Modeling of Capicua Family Fusion Oncoprotein-Driven Cancers Reveals Gene-Specific Functionality

ABSTRACT

Clinical divergence between patients harboring CIC-rearrangements is frequently observed. For example, the prototypical CIC::DUX4 fusion associates with soft tissue tumors while CIC::NUTM1 fusions typically localize to the central nervous system (brain/spinal cord). The basis for these differences is poorly understood due to a lack of molecular tools. To address this need, we generated patient-informed, synthetic coding sequences for CIC::NUTM1, CIC::LEUTX, and ATXN1::DUX4 and validated them in structure-function studies and in genetic zebrafish models.
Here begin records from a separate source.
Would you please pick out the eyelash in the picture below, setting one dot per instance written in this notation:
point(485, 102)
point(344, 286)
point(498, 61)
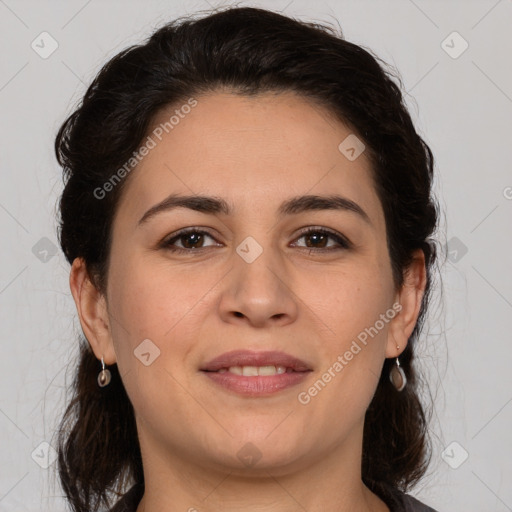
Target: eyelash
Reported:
point(342, 241)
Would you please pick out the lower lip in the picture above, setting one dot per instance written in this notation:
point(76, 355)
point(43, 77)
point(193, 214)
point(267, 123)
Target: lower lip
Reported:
point(257, 385)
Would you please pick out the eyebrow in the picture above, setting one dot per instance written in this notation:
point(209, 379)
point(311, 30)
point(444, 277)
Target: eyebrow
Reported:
point(293, 206)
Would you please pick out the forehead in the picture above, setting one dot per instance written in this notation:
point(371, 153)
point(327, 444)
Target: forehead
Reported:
point(249, 150)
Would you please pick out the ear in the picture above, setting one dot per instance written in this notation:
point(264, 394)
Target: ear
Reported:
point(409, 297)
point(92, 310)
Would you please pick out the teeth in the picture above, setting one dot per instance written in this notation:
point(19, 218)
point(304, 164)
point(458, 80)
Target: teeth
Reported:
point(254, 371)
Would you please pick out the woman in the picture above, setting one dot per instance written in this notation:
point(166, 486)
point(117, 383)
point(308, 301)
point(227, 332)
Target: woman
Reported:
point(248, 215)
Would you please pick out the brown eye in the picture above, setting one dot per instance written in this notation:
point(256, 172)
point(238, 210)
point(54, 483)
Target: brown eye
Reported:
point(190, 240)
point(317, 238)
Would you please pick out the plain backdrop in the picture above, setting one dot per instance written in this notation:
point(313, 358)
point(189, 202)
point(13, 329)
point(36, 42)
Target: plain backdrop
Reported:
point(454, 60)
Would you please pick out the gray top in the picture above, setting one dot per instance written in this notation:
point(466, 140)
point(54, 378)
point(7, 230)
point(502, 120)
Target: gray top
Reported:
point(395, 500)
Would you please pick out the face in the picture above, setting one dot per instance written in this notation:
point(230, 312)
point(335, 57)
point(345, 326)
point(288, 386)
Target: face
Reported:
point(268, 273)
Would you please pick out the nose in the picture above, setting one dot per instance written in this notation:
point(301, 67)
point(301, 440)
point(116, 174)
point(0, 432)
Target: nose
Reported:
point(259, 293)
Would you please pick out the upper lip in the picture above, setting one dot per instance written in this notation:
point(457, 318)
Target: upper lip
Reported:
point(251, 358)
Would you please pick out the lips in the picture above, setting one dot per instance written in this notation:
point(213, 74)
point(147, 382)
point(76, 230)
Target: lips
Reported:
point(243, 358)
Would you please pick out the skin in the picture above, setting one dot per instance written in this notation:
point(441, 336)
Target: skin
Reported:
point(255, 153)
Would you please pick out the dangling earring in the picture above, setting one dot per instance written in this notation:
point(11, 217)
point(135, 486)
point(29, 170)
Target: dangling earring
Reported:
point(104, 375)
point(397, 375)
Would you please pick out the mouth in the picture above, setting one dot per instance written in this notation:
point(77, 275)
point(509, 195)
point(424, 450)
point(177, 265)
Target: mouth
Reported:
point(256, 373)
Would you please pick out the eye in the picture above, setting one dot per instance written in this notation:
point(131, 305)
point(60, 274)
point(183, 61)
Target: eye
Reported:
point(317, 239)
point(191, 239)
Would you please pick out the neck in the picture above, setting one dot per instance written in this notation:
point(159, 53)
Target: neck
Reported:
point(332, 483)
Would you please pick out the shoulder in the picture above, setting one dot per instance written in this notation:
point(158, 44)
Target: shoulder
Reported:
point(411, 504)
point(130, 501)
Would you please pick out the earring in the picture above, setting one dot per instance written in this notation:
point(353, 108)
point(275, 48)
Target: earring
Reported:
point(397, 375)
point(104, 376)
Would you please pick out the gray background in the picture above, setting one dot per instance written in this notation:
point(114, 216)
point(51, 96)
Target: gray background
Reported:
point(462, 106)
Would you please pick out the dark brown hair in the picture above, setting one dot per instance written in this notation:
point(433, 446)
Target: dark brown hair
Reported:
point(246, 51)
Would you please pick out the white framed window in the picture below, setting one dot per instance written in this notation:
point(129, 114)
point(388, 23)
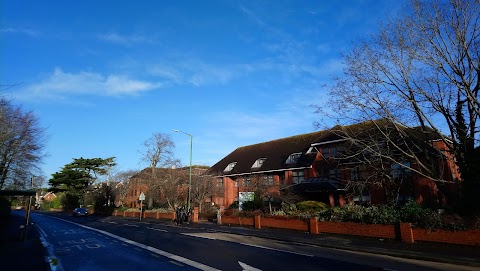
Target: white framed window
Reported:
point(293, 158)
point(259, 163)
point(230, 166)
point(298, 176)
point(219, 182)
point(268, 180)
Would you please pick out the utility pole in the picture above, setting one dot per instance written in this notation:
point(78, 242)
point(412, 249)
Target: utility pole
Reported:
point(28, 213)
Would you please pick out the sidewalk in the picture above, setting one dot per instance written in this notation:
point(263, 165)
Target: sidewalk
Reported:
point(16, 254)
point(29, 254)
point(427, 251)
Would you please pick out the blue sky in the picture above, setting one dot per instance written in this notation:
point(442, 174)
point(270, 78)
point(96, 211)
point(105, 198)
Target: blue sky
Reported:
point(103, 76)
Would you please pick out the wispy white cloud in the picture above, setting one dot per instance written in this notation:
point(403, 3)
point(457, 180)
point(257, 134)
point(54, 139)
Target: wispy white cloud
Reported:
point(195, 73)
point(125, 39)
point(23, 31)
point(62, 85)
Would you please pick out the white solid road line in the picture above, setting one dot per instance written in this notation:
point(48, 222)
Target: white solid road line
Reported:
point(149, 248)
point(53, 261)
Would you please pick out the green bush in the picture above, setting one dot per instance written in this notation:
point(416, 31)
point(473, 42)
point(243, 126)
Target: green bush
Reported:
point(311, 206)
point(4, 207)
point(419, 216)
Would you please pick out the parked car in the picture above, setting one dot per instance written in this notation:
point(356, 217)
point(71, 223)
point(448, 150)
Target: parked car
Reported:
point(80, 212)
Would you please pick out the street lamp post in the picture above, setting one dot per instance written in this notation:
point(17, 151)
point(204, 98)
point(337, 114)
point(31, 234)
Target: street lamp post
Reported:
point(190, 175)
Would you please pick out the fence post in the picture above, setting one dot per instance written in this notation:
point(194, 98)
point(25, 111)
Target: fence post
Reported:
point(256, 222)
point(406, 233)
point(313, 225)
point(195, 215)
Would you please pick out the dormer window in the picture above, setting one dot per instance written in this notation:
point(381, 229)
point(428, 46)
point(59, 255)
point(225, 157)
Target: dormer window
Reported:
point(293, 158)
point(259, 163)
point(230, 166)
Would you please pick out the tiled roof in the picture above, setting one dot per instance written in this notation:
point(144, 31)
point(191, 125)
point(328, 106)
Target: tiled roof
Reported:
point(276, 153)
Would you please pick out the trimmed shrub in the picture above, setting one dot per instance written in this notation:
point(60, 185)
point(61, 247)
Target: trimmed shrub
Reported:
point(311, 206)
point(5, 207)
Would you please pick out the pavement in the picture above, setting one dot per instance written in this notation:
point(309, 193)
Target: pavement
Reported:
point(17, 252)
point(14, 251)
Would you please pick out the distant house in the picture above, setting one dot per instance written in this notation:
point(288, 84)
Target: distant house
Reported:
point(49, 196)
point(322, 166)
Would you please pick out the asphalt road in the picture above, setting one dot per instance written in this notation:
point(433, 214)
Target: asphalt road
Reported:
point(113, 243)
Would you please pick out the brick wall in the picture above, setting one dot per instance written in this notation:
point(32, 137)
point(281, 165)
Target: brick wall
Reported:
point(458, 237)
point(380, 231)
point(292, 224)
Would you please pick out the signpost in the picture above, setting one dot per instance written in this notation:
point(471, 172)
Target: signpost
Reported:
point(141, 198)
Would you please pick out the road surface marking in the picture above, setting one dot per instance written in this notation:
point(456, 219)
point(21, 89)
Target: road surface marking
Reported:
point(220, 237)
point(154, 229)
point(280, 250)
point(176, 263)
point(199, 236)
point(149, 248)
point(246, 267)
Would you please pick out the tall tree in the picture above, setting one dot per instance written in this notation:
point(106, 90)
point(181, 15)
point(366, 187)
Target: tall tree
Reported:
point(158, 152)
point(76, 177)
point(422, 70)
point(22, 141)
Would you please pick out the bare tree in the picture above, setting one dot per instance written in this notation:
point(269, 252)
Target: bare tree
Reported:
point(421, 70)
point(204, 187)
point(21, 145)
point(158, 153)
point(168, 187)
point(120, 185)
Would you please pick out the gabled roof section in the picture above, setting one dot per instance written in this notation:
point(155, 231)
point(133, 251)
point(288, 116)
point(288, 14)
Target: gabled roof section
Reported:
point(275, 153)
We found that CIC::NUTM1 drives a transcriptional program distinct from that of CIC::DUX4 due to a C-terminal NUTM1 functional domain, CIC::LEUTX weakly activates CIC target genes through LEUTX transactivation sequences, and ATXN1::DUX4 upregulates CIC target genes via the ATXN1 AXH domain. Our findings indicate that the CIC fusion binding partner may alter overall fusion oncoprotein activity. Implications: These first-generation synthetic tools illuminate partner gene-specific mechanistic biology while providing an unprecedented resource to study CIC-family fusions beyond CIC::DUX4 and allow for the dissection of this rare subgroup of cancers.